To understand the implications and solutions of resiliency at the edge, we first need to understand what the term “edge” really means here. In reality, there are multiple edges. The user edge is where the end user sits and first interacts with the internet. The network edge is in front of the content or service that the user is trying to reach (think transit, content delivery network [CDN], domain name system [DNS], and so forth). The site edge is typically at the datacenter or cloud infrastructure where the content or service resides. Your goal is to get control as close to the user edge as possible.

Sources that trigger instability for the myriad internet services that today’s enterprises depend on range from simple misconfigurations, to large-scale natural disasters, to nefarious targeted attacks, as well as business-driven internet routing decisions to meet traffic and sovereignty requirements.
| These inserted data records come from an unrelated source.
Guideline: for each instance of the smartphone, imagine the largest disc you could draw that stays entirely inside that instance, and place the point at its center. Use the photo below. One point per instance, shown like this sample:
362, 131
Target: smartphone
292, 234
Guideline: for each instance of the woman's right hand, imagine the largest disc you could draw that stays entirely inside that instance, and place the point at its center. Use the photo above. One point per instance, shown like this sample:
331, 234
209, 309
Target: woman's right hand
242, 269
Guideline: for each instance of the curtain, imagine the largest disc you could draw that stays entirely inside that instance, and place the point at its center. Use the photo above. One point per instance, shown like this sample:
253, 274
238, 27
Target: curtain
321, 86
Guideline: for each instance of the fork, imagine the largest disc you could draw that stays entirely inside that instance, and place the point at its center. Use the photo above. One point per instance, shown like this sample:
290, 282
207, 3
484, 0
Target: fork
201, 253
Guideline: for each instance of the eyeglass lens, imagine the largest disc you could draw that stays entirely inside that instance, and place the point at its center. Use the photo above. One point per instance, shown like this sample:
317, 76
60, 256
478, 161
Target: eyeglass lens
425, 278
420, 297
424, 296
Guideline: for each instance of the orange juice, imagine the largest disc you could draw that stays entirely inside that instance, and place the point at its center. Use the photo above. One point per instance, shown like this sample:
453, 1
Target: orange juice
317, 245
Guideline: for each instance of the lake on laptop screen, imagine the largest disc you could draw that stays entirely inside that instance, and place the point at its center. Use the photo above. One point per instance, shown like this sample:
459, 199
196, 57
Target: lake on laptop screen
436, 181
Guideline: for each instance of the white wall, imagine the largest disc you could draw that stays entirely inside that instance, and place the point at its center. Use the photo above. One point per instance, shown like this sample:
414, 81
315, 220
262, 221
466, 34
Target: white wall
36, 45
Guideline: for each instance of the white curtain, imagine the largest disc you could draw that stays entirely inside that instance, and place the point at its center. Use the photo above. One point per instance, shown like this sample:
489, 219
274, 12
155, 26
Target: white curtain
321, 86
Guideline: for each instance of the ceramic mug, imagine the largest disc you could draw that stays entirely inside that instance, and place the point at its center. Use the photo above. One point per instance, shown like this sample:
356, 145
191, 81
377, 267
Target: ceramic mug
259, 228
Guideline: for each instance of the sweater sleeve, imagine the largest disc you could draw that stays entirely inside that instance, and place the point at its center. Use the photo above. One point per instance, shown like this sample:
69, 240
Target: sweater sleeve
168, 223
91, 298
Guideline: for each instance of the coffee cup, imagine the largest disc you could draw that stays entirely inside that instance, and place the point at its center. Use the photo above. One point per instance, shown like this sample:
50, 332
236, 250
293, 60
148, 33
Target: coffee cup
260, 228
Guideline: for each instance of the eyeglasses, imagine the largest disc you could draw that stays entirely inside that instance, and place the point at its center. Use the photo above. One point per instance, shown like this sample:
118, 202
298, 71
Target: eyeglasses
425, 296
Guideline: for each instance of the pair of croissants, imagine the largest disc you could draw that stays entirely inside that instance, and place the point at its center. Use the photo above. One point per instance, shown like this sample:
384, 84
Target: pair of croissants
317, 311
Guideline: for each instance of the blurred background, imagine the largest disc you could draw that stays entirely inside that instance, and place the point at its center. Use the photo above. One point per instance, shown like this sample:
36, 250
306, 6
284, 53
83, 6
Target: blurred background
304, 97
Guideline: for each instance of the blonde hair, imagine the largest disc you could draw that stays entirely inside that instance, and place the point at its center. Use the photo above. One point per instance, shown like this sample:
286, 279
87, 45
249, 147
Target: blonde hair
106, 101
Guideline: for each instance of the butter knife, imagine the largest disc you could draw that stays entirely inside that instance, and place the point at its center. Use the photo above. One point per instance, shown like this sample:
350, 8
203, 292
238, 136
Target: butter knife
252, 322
The user edge is your customers’ first (and possibly only) interaction with the application or service that they’re trying to access. It’s where impressions are made—or fail. Traditionally, companies have focused on the user experience as they interacted in expected, or unexpected, ways across the network. However, just as important, each edge location can also be a portal for instability and threats. These can come from unintentional side effects such as attempts to meet high-traffic requirements, physical infrastructure challenges (e.g., from a natural disaster), or deliberate attacks from bad actors.

The simple reality is that if your company relies on cloud-hosted applications, which more and more are these days, internet volatility now has a greater impact on your business than at any given time in the past. The large numbers of medium-to-large enterprises that have been moving into hybrid and multicloud implementations only magnifies the scope and likelihood of an impact.

For the past few years, medium- to large-sized enterprises have been transitioning away from doing everything in-house to using hosting providers to support a sophisticated global presence. This is a natural evolution as organizations scale, so this book will touch on the due diligence they need to perform; the problems they might encounter; and what they can do to optimize their performance, security posture, balance workloads, and steer traffic more efficiently in a hybrid cloud or multicloud environment.

The shift from hosting corporate applications on-premises to using cloud-based service providers is an accepted practice for doing business today. And, like any key corporate resource, companies need to safeguard and protect it. Network resiliency (especially at the user edge) is your insurance policy against internet-based disruptions.

Additionally, more organizations have begun to deploy multicloud environments using additional vendors or a private infrastructure to support their businesses. This dynamic will continue to grow, taking advantage of diversity and performance-based cloud services.

Granted, when you depend on internet services that are a “black box,” some aspects will be out of your direct control. In those areas, your business must rely somewhat on trust—trust in those who have constructed today’s complex internet, trust in the partners you work with, and trust that the infrastructure you’ve invested in will mostly work reliably and appropriately. However, trust is not a strategy: 24/7 global businesses face new exposures each day. To combat these challenges, businesses must take responsibility for resiliency. In this way, they can gain direct control to insure against the risks. And it all starts by understanding the approaches that you can take to accomplish this goal.

What You Will Learn

In the remaining chapters, we discuss these approaches and offer insight and strategies for creating resiliency at the edge. The goal is to stabilize internet volatility, whatever the source. The critical topics we cover include the following:

  • Recognizing volatility sources

  • Optimizing performance and balancing workloads amid internet volatility

  • Steering traffic more efficiently

  • Strengthening your security posture—not just in a traditional datacenter, but also in a hybrid and/or multicloud environment

  • Working with DNS infrastructure, managed DNS, and edge services

We discuss common challenges and present clear examples to demonstrate the benefits of using managed DNS infrastructure to strengthen edge resiliency. And we offer assessment criteria for when you are deciding whether to incorporate a managed DNS provider into your resiliency strategy. This, will, in turn, provide options and strengthen your ability to manage, challenge, and work around any internet threats, disruption, or volatility.

Intended Book Audience

We wrote this book for IT managers to help them proactively enable a resiliency strategy in the face of planned and unplanned events from the user edge to the applications and services those users are trying to reach. Our goal is to help you prevent challenges that could have a negative impact on customer satisfaction and business outcomes. Business leaders must be aware and plan for these challenges before they happen, because today, our customers, our employees, and our reputations are all “living on the edge.”